L’interprofession française des viandes rouges (INTERBEV) a initié un partenariat ambitieux avec son homologue marocaine (la FIVIAR) en matière de structuration de la filière et de formation professionnelle.

-  Ceci se traduit enfin par un accompagnement institutionnel par la France des efforts marocains.

Afin de favoriser la réussite du Plan Maroc Vert, Aziz AKHANNOUCH a souhaité restructurer l’ensemble du dispositif de formation technique agricole. Pour ce faire, Stéphane LE FOLL vient de mettre à sa disposition un expert français pour accompagner cette ambitieuse réforme. La formation a toujours été un axe fort du partenariat entre les deux ministères : depuis plus de 20 ans, nous accueillons chaque année en France plus de 200 stagiaires de l’enseignement supérieur agronomique et vétérinaire marocain.

Cet accompagnement s’applique aussi dans le domaine sanitaire, en particulier à travers le partenariat approfondi que nous entretenons avec l’Office National de Sécurité Sanitaire des Produits Alimentaires (ONSSA).

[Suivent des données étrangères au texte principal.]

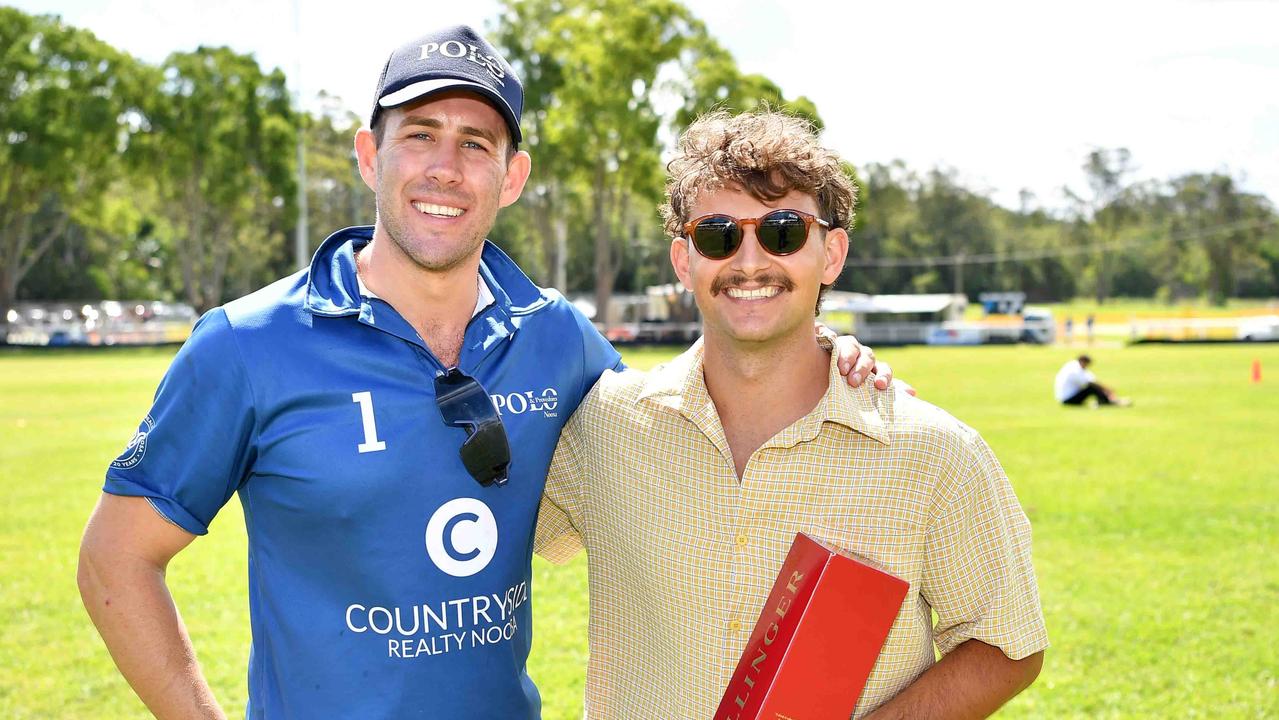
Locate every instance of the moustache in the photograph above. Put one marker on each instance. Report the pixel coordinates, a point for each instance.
(738, 279)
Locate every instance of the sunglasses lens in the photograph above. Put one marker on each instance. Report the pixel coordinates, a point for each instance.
(486, 454)
(783, 232)
(716, 237)
(464, 403)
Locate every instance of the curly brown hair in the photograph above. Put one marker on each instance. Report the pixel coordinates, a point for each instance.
(768, 154)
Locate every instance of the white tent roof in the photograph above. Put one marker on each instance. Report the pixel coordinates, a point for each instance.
(892, 305)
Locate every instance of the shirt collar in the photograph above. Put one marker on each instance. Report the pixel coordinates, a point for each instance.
(681, 386)
(333, 285)
(484, 296)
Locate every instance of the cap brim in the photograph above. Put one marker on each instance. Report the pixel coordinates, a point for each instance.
(423, 88)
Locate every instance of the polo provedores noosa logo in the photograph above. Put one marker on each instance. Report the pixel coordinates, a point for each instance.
(462, 537)
(137, 446)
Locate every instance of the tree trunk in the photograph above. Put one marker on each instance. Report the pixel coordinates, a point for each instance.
(603, 247)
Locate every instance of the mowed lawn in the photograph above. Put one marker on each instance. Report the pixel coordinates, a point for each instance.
(1155, 531)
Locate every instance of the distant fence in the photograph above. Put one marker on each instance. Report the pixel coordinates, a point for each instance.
(99, 322)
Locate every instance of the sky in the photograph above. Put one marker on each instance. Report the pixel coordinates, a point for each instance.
(1009, 95)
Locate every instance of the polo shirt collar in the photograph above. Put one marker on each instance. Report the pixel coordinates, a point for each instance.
(333, 287)
(484, 296)
(681, 386)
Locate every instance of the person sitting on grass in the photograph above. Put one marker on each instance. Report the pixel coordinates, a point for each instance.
(1074, 384)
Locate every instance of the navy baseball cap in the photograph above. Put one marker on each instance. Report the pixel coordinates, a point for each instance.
(454, 58)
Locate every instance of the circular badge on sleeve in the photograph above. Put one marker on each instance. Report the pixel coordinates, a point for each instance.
(137, 446)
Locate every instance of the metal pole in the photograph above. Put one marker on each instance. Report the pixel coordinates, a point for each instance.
(301, 242)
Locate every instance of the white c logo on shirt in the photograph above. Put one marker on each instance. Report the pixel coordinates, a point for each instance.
(462, 537)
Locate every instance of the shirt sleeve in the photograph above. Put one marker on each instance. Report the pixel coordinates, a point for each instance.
(559, 536)
(196, 445)
(597, 353)
(977, 567)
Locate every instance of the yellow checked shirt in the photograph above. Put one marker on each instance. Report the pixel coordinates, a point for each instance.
(682, 555)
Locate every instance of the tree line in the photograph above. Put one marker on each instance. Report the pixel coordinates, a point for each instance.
(124, 179)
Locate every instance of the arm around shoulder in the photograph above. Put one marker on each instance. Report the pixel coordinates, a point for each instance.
(124, 553)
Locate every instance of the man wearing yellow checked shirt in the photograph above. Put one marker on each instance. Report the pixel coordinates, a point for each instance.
(687, 484)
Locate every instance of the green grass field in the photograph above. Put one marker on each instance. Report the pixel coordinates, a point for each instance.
(1154, 531)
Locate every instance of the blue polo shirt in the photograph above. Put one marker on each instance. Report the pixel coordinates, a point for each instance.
(384, 581)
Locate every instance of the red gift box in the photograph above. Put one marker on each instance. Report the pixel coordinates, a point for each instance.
(817, 638)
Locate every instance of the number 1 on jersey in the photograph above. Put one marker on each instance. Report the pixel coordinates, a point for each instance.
(371, 443)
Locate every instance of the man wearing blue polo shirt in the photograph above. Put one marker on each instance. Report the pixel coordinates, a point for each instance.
(365, 409)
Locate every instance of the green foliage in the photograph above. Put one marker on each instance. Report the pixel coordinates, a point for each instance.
(177, 182)
(221, 152)
(68, 110)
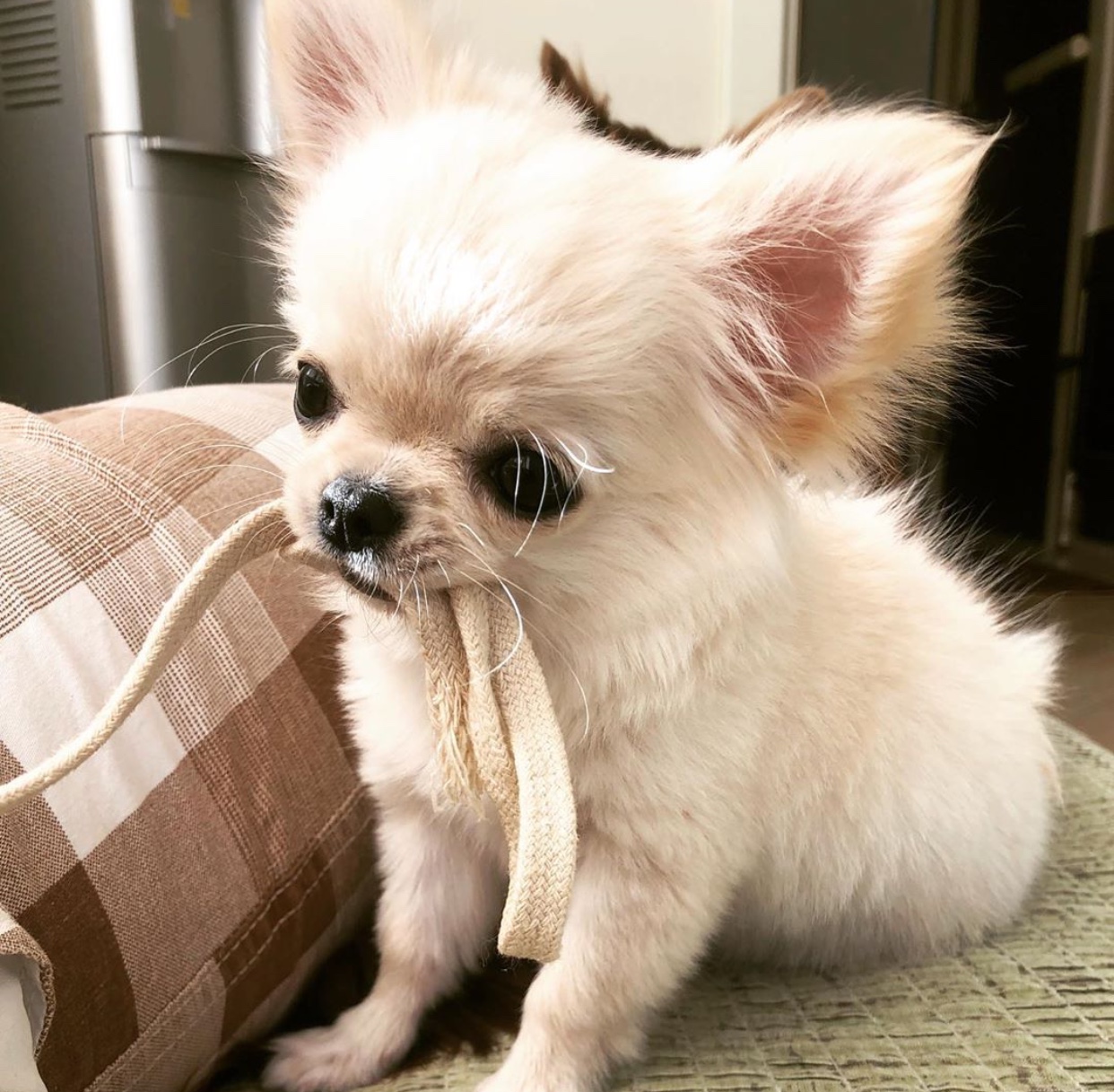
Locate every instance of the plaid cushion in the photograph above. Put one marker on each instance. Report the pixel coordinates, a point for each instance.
(176, 889)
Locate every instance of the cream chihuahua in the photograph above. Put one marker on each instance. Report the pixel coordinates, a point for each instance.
(612, 387)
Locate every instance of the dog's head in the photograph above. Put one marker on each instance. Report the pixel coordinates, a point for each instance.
(528, 350)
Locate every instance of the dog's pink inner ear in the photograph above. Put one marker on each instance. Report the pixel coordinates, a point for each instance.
(796, 302)
(810, 284)
(326, 79)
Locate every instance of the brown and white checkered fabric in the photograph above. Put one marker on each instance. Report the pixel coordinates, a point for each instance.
(176, 889)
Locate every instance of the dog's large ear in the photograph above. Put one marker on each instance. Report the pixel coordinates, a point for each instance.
(337, 66)
(830, 252)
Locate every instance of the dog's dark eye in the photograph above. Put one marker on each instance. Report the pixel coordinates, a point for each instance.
(529, 484)
(313, 396)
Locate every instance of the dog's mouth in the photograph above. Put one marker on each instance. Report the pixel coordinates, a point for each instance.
(367, 588)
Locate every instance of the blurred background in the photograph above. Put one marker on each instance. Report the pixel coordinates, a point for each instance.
(135, 135)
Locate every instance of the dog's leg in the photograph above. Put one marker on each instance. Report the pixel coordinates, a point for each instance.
(437, 912)
(635, 930)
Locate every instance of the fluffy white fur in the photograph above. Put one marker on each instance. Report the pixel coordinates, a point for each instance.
(795, 731)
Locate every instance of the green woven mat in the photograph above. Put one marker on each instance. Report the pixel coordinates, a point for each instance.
(1031, 1010)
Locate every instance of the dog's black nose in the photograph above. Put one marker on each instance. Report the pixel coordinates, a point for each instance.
(357, 515)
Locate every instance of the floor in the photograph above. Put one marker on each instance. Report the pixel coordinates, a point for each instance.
(1087, 618)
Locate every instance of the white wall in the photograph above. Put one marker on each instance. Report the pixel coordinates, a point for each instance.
(689, 69)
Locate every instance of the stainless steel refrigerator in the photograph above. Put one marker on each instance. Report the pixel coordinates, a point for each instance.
(134, 208)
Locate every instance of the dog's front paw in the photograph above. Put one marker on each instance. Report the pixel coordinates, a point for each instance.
(329, 1059)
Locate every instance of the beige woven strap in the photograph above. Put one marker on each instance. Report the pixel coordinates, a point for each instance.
(496, 730)
(510, 747)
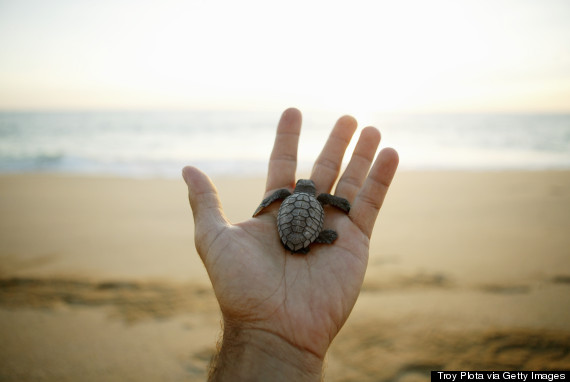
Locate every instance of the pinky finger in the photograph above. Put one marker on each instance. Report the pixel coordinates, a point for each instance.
(369, 200)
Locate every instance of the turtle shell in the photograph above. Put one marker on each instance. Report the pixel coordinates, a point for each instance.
(300, 220)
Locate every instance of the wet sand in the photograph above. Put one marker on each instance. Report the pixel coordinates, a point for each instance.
(99, 279)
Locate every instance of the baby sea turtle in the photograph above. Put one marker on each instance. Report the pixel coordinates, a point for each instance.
(301, 215)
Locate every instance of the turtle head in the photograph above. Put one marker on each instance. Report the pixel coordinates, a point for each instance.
(306, 185)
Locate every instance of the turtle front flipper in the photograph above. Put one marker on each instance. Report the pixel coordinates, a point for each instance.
(336, 201)
(327, 236)
(279, 194)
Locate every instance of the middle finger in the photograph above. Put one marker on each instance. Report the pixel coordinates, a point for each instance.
(327, 166)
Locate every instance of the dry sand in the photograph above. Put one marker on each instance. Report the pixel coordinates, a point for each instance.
(99, 279)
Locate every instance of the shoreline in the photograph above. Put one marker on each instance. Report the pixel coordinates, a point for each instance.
(99, 278)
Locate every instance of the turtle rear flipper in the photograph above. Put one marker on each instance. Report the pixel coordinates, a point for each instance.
(279, 194)
(336, 201)
(327, 236)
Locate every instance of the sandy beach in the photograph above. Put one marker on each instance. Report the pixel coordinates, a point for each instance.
(99, 278)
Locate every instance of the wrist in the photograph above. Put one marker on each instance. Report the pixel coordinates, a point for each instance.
(259, 355)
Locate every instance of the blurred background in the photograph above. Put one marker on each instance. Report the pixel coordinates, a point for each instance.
(142, 88)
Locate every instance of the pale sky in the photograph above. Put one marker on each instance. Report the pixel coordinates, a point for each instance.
(352, 56)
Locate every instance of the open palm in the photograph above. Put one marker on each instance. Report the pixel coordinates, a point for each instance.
(260, 286)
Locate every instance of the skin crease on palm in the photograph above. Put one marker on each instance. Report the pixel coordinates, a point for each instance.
(297, 303)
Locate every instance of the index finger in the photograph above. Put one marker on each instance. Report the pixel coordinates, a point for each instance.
(283, 159)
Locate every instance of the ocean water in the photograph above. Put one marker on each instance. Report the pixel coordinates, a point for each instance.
(159, 144)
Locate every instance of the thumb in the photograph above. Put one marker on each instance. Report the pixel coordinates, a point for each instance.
(209, 219)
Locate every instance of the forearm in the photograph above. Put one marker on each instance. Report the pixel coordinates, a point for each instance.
(257, 355)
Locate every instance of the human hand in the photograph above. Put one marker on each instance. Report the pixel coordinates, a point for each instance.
(281, 311)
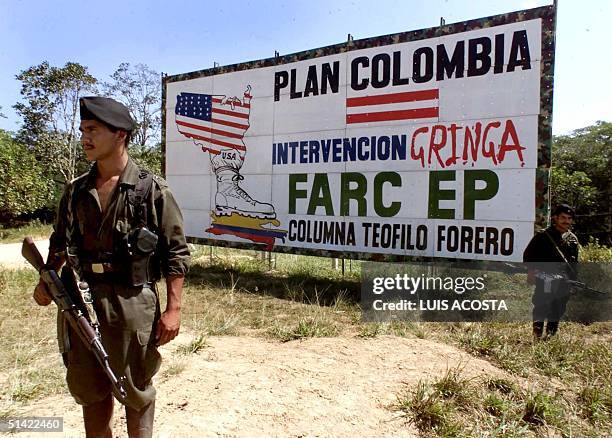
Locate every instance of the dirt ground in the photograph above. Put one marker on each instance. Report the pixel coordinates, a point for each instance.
(249, 386)
(10, 254)
(243, 386)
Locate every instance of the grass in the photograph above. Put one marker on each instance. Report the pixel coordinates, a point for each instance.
(35, 229)
(454, 405)
(298, 297)
(195, 346)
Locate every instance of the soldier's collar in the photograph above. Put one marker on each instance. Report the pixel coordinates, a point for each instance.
(129, 176)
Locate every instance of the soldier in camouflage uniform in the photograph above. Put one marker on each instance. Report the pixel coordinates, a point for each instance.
(97, 232)
(552, 253)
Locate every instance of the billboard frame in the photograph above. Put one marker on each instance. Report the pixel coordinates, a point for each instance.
(542, 178)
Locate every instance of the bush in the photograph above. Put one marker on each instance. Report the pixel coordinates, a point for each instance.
(22, 189)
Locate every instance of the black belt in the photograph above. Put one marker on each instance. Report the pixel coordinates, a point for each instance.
(102, 268)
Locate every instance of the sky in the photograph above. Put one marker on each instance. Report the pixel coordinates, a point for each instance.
(181, 36)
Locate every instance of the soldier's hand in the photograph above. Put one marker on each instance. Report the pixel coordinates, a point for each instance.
(41, 294)
(168, 326)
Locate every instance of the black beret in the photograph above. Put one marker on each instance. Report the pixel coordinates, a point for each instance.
(563, 208)
(108, 111)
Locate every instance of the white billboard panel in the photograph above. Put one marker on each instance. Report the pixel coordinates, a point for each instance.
(423, 144)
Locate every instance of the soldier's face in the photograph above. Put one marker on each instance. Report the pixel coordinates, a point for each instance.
(98, 141)
(563, 222)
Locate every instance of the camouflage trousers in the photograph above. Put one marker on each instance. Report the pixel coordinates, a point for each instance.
(127, 317)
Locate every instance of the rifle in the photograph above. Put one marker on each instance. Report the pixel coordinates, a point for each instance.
(578, 285)
(75, 317)
(549, 281)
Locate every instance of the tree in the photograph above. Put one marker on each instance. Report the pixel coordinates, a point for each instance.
(139, 88)
(50, 115)
(583, 161)
(22, 190)
(573, 188)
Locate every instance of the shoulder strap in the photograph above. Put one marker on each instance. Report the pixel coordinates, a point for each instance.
(138, 196)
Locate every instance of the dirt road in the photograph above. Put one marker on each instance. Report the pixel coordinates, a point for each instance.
(242, 386)
(252, 386)
(10, 254)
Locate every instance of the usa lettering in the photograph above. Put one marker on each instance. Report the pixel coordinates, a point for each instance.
(468, 58)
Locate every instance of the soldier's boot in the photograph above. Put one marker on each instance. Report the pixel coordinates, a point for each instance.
(97, 418)
(551, 328)
(140, 422)
(538, 329)
(232, 198)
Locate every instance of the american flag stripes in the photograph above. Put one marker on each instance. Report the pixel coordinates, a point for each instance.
(220, 125)
(407, 105)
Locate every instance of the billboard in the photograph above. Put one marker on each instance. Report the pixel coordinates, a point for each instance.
(424, 144)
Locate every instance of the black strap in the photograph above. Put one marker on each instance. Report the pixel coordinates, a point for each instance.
(138, 196)
(572, 270)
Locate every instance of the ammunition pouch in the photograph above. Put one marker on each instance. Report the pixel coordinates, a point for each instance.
(141, 244)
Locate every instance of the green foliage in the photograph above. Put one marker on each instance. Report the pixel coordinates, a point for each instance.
(573, 188)
(582, 163)
(139, 88)
(50, 115)
(595, 252)
(22, 188)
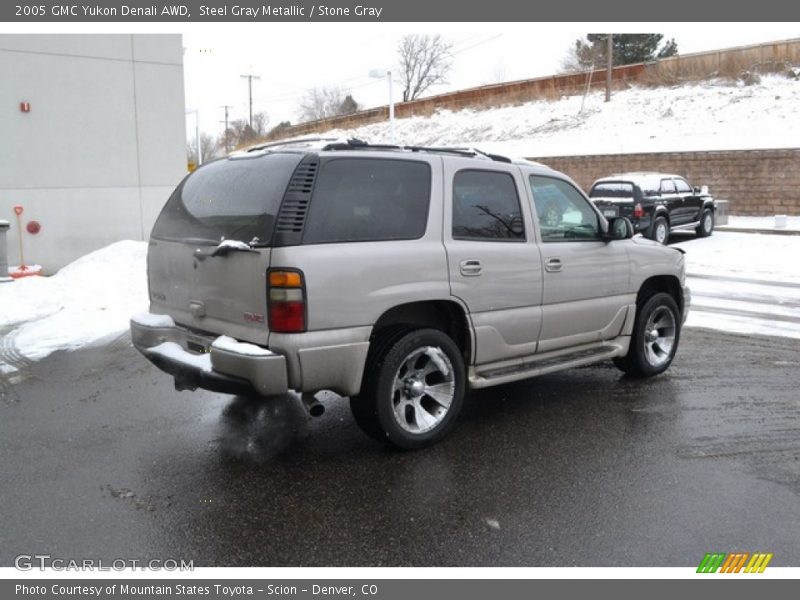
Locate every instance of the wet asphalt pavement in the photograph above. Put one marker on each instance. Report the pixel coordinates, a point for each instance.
(101, 458)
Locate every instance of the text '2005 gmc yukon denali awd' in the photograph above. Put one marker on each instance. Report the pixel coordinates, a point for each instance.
(397, 276)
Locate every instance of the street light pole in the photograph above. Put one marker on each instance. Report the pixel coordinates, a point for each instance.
(250, 78)
(391, 109)
(197, 134)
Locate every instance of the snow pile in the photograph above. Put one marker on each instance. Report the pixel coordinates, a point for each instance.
(712, 115)
(88, 300)
(744, 283)
(764, 223)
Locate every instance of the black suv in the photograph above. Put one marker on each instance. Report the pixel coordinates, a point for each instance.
(656, 203)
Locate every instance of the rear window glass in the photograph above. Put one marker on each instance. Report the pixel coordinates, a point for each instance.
(369, 199)
(234, 199)
(612, 189)
(667, 186)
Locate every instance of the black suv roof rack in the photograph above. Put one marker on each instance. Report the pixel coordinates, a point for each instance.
(356, 144)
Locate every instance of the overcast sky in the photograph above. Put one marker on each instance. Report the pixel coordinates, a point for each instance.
(290, 58)
(293, 57)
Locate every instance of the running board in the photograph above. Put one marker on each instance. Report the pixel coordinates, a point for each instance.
(524, 368)
(694, 225)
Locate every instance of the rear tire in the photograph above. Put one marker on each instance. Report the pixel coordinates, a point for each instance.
(660, 231)
(655, 338)
(706, 227)
(413, 389)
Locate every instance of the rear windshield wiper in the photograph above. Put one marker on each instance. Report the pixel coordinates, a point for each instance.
(223, 248)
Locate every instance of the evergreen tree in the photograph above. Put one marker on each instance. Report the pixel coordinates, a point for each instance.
(628, 48)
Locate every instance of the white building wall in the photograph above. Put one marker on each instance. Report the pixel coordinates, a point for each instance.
(102, 146)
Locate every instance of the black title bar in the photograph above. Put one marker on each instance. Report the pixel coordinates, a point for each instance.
(208, 11)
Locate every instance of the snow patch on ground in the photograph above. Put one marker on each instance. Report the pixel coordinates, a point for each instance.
(711, 115)
(744, 283)
(744, 255)
(86, 302)
(764, 223)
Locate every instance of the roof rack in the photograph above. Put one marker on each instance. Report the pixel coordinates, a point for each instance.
(357, 144)
(309, 141)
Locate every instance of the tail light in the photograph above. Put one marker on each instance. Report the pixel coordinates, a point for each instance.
(286, 301)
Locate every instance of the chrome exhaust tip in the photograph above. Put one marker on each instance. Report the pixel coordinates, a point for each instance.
(313, 406)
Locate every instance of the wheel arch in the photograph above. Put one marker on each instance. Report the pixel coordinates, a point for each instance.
(660, 283)
(445, 315)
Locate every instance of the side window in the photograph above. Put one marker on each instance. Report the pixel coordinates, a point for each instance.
(369, 199)
(486, 207)
(563, 213)
(668, 186)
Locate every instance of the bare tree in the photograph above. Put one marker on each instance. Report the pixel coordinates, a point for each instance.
(425, 60)
(209, 147)
(324, 102)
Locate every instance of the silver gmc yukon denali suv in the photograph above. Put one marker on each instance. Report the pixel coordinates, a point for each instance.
(399, 277)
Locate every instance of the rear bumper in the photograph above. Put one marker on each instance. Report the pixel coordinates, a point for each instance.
(229, 367)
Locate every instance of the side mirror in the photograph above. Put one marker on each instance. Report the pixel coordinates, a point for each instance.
(619, 228)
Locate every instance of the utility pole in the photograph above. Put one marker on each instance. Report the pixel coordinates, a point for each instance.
(250, 78)
(225, 131)
(609, 65)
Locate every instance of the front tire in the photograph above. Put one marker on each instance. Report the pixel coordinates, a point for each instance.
(655, 338)
(706, 227)
(413, 389)
(660, 232)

Toutes ces évolutions dont je viens de parler représentent un formidable gisement d’opportunités. La France dispose d’un savoir-faire reconnu dans de nombreux domaines : équipements pour la transformation du lait, stérilisateurs de conserves, maîtrise de la chaîne du froid, équipements pour abattoirs, etc.. A titre d’exemple, l’abattoir moderne Biobeef de Meknès a été conçu et équipé par des entreprises françaises ; les silos de stockage du grain, les équipements de boulangerie/pâtisserie français sont très présents dans le Royaume. Le développement des entreprises de conditionnement et de transformation au Maroc ne peut donc qu’inciter les équipementiers, les fournisseurs d’intrants présents sur le CFIA à s’intéresser davantage au marché marocain.

Sachez que la CFCIM et les services de l’Ambassade de France au Maroc sont à votre disposition pour vous accompagner dans vos démarches et dans vos projets.

Je vous souhaite à tous un très bon CFIA 2014.